With 5:26 left in the third quarter, the Charlotte Bobcats led the L.A. Lakers by a startling 20 points and who the worst team in the NBA truly was had been cast into doubt.

Was it the Bobcats – clearly the worst for the past two seasons and losers of 32 of their past 36?

Or was it the Lakers – the supposed “Superteam” that had turned into the definition of dysfunction?

“I was irritated,” Kobe Bryant would say later. “Really irritated.”

Kobe then did something about it, and the Lakers won 100-93 before a sellout “home” crowd of 19,624 in Charlotte that was evenly split between Lakers and Bobcats fans.

Kobe scored 14 of his 20 points in the fourth quarter, even though he played only the final 6:51.

For most of the first three quarters, Kobe had tried to do his best Steve Nash imitation. He was passive and passed the ball constantly. The NBA’s third-leading scorer seemed to be trying not to score in order to prove some sort of strange point.

At halftime, Kobe had taken two shots, missed both and had exactly as many points as you did – zero.

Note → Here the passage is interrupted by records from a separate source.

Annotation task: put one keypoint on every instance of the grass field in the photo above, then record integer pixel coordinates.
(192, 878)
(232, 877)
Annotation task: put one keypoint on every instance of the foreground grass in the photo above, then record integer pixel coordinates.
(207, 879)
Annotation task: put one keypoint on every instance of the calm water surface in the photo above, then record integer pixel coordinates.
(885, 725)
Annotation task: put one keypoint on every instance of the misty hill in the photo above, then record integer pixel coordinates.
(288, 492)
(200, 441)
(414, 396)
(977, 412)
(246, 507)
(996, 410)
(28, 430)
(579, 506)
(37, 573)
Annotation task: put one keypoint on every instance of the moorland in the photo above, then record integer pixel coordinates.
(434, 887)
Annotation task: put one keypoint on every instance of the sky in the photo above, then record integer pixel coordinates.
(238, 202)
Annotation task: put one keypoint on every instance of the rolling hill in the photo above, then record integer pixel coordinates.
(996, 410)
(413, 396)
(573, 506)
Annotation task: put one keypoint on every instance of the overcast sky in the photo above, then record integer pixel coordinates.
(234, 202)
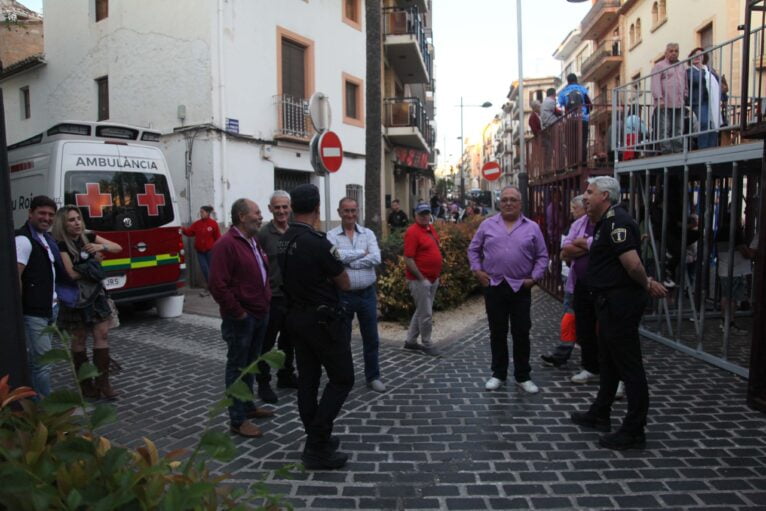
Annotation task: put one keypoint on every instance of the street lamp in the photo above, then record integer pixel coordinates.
(486, 104)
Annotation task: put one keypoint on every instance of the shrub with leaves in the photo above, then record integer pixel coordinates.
(456, 282)
(51, 457)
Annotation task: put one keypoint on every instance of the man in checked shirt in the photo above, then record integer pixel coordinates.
(359, 252)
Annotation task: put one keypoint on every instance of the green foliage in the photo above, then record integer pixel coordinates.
(456, 281)
(51, 457)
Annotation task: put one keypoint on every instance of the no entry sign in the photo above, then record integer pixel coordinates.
(491, 171)
(330, 151)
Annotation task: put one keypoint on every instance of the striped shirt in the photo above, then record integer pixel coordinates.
(360, 255)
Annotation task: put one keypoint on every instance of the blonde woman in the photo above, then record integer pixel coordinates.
(81, 253)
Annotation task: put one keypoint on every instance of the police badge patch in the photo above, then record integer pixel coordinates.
(619, 235)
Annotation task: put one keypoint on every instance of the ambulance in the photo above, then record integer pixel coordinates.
(118, 177)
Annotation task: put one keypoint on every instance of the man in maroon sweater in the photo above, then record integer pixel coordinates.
(239, 284)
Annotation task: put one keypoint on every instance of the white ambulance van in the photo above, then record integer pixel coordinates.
(119, 178)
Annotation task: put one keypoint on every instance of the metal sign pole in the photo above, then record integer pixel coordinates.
(327, 209)
(13, 352)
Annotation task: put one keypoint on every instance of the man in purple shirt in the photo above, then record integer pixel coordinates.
(508, 256)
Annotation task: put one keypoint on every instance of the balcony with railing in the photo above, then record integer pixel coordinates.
(599, 19)
(293, 121)
(405, 44)
(649, 126)
(567, 146)
(603, 62)
(407, 123)
(422, 5)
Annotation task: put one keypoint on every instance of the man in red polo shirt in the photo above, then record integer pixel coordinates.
(205, 232)
(423, 258)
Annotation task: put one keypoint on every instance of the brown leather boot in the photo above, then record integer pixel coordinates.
(101, 360)
(86, 386)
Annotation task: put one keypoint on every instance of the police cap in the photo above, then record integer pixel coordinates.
(304, 198)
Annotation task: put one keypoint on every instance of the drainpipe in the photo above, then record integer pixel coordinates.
(221, 111)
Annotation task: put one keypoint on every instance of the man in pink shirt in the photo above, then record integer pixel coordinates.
(669, 90)
(508, 257)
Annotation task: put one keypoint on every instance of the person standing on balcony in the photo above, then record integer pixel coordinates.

The Bobcats, meanwhile, were continuing their inexplicable hold over the Lakers. The Bobcats hadn’t lost to the Lakers in Charlotte since 2008 and had won the teams’ past three meetings in Time Warner Cable Arena by an average of 15 points.

The Bobcats were dunking off alley-oops. Kemba Walker was making Steve Nash look glacially slow.

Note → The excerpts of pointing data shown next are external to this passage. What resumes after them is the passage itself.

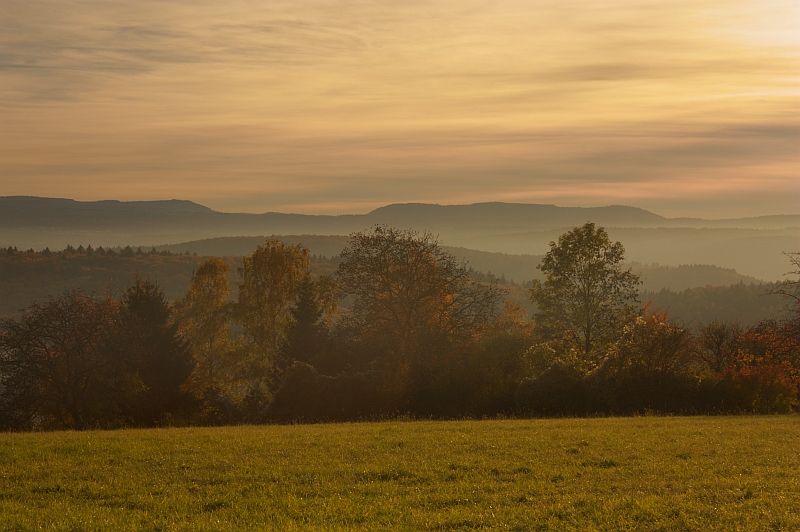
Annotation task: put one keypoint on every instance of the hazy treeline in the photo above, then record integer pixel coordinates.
(28, 276)
(401, 327)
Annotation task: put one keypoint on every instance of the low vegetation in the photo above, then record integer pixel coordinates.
(646, 473)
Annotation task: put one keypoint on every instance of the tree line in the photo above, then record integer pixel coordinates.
(400, 328)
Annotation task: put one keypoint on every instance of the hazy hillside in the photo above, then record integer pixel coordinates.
(29, 277)
(516, 268)
(752, 246)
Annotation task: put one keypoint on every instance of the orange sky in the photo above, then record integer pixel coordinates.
(685, 108)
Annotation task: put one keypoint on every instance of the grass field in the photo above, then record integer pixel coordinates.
(646, 473)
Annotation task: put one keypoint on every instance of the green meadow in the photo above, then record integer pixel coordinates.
(644, 473)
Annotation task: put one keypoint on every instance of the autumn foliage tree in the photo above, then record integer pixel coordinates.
(205, 315)
(270, 280)
(56, 369)
(587, 296)
(411, 300)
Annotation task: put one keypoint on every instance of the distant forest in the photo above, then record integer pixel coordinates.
(395, 325)
(29, 276)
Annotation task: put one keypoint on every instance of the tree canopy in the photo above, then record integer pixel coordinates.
(587, 295)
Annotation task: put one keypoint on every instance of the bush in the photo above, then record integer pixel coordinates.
(559, 391)
(755, 389)
(308, 396)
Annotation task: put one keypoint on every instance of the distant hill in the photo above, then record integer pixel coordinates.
(27, 277)
(752, 246)
(516, 268)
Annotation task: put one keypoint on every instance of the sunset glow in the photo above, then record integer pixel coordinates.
(684, 108)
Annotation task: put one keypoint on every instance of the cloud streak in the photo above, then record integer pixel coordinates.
(686, 107)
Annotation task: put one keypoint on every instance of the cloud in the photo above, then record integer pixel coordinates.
(324, 104)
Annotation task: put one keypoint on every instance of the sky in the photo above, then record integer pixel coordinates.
(685, 108)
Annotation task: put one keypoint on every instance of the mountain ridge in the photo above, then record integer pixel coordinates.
(753, 246)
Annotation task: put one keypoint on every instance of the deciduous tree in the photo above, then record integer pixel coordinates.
(587, 296)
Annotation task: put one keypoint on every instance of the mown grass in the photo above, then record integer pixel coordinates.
(647, 473)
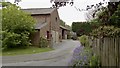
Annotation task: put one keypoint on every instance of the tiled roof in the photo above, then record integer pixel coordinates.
(35, 11)
(40, 25)
(64, 27)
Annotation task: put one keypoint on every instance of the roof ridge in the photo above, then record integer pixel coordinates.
(36, 8)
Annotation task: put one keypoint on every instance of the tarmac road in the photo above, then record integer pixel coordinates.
(58, 57)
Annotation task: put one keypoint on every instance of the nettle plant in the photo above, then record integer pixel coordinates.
(106, 31)
(16, 27)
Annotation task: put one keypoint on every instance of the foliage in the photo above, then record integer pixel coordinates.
(83, 56)
(106, 31)
(43, 42)
(62, 23)
(84, 40)
(61, 3)
(84, 28)
(16, 26)
(115, 18)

I thought watching the Bobcats lose by 27 at Cleveland on Wednesday night was painful. But the Lakers took “painful” to a whole new subterranean level in the first half. They were awful.

Tickets were going for as much as $100 for upper-deck seats for the Lakers’ first appearance in Charlotte since 2011, one broker outside the arena told me. But Lakers fans didn’t get their money’s worth early. The Lakers have had 50 games to get used to each other and still looked like a team with no identity.

Said Lakers coach Mike D’Antoni: “All the B.S. on the outside, we’ve just got to shut it off and play hard…. We just got to be able to put earplugs in, or mufflers on, or a blender on.”

Or, as Kobe said later: “It can’t be about individual touches. It just can’t be about that.”

At the end, it wasn’t. It was about Kobe winning the game for the Lakers, as he has done hundreds of times over the years. Said D’Antoni: “Kobe controlled the game at the end.”

Late in the game, Lakers fans started shouting “MVP! MVP!” The echoes could be heard throughout the arena.

The Bobcats (11-38) got good games from Byron Mullens (20 points, 12 rebounds), Gerald Henderson (20 points, 10 rebounds) and Walker (18 points, eight assists).

But when Kobe decided to be Kobe again – even on a Lakers team that is only 24-27 – it still wasn’t enough. The Lakers gave them a run for it, but the Bobcats remain the NBA’s worst.